Fin dall'inzio, soprattutto se si vanno a considerare a ritroso i film precedenti, colpisce l'elevato grado di violenza che, nel dettaglio, viene mostrata senza scrupoli fin dalla prima scena. Ma, non c'è da stupirsi. Logan è solo uno degli ultimi film che si concede la sfacciataggine di essere così palese e schietto. In qualche modo, però, le immagini dove lo spettatore vede braccia e gambe mozzate, servono a dare dinamicità a un film che altrimenti, forse per via delle troppe scene girate in auto, sarebbe troppo lento. Certo, il viaggio on the road serve come pretesto per andare alla ricerca di una bomtà umana, individuabile solo però nelle piccole cose, e che, appena posta di fronte la verità, si tramuta in odio. 

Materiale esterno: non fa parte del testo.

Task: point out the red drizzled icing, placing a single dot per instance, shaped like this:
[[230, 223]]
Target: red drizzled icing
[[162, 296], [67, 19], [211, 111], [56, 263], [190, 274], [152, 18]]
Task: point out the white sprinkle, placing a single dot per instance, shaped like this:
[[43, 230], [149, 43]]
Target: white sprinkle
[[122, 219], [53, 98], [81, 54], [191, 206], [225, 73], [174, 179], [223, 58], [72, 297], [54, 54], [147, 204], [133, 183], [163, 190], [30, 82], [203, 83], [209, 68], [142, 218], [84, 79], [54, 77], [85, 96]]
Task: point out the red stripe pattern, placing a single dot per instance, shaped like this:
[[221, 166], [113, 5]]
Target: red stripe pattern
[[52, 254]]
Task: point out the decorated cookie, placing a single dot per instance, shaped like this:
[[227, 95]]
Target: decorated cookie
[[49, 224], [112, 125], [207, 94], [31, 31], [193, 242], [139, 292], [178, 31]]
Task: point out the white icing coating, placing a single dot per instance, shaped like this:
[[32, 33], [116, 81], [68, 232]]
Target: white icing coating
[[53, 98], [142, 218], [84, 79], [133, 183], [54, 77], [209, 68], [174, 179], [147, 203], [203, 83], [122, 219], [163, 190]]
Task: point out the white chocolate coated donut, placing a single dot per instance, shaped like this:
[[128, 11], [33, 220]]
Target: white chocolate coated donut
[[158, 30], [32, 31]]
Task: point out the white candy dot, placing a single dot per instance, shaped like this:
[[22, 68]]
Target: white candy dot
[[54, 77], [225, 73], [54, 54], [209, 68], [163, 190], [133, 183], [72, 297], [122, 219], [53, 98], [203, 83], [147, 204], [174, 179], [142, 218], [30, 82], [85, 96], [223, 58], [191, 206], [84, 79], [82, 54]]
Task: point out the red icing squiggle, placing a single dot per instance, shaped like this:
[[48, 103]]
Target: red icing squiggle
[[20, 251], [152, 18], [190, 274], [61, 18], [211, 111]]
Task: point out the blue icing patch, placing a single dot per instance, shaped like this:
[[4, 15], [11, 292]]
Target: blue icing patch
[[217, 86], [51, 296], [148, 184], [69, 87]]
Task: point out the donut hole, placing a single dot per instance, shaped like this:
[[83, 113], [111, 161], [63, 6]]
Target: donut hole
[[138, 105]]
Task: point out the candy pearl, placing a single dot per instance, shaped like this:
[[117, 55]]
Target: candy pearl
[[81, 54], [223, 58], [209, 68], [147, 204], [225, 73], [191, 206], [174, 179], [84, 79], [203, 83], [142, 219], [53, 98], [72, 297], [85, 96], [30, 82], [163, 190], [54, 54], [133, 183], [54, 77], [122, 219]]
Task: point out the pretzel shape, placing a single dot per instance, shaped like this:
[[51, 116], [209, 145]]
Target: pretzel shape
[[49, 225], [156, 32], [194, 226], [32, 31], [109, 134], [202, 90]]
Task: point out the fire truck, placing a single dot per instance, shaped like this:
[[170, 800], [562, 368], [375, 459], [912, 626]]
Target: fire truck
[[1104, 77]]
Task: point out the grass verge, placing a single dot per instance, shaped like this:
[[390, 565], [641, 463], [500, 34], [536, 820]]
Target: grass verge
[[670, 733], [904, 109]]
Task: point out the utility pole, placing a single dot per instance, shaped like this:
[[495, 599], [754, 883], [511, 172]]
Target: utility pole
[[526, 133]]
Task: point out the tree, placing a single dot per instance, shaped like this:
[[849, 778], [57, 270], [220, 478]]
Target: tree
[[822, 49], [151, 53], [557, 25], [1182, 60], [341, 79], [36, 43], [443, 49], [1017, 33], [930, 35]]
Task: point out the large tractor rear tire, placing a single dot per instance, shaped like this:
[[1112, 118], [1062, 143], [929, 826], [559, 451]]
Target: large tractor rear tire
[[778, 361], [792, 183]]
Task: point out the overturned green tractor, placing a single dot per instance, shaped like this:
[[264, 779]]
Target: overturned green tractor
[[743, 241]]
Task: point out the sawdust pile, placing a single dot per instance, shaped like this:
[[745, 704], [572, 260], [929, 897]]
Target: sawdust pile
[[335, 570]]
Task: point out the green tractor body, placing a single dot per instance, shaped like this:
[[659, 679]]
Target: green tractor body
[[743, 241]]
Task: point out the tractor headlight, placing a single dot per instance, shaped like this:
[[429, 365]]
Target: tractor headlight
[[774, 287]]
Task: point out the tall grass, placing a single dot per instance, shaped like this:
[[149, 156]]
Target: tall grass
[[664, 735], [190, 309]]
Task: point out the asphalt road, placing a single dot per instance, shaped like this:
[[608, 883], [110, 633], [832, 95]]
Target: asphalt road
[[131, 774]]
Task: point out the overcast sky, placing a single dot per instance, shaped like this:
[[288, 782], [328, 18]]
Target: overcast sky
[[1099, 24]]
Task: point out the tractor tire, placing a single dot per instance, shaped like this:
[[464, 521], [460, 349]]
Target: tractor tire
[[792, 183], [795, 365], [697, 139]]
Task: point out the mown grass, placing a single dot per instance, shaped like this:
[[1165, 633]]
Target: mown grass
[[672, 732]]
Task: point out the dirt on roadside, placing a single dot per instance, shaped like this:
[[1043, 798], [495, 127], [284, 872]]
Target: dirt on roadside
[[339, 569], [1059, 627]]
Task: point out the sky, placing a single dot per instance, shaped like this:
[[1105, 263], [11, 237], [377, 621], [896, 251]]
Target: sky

Benchè vi sia un alta dose di violenza, non mancano i momenti di riflessione, quelle frasi dette qua e la, che qualche modo assumono una valenza politica e sociale. 
A dare poi un alto grado di commozione è la presenza della bambina, fattore, inoltre, scatenante di tutta la narrazione. Sebbene resti silenziosa per più della metà del film, è il motivo che porta all'evoluzione finale del protagonista. 

Da un punto di vista formale, a differnza di altri film non c'è una mole gigantesta di effetti speciali, e in particolar modo gli autori si sono risparmiati dall'usare massicciamente la computer grafica. 
Certe riprese sono state realzzate in maniera eccellente, in modo da dare, grazie al connubio che si crea con performance degli attori, quel giusto grado di emozione. 

In definitiva l'indipendenza di questo film (escludendo le dovute citazioni) rispetto agli altri funziona egregiamente, e si crea un percoso che vuole mostrare il significato di sacrificio. 
Forse si presenta un mondo poco spiegato, che lascia nell'ignoto lo spettare, ma in qualche modo lascia più sosfittatti, rispetto a una ambientazione narrativa spiegata nei minimi dettagli che può lasciare decisamente delusi.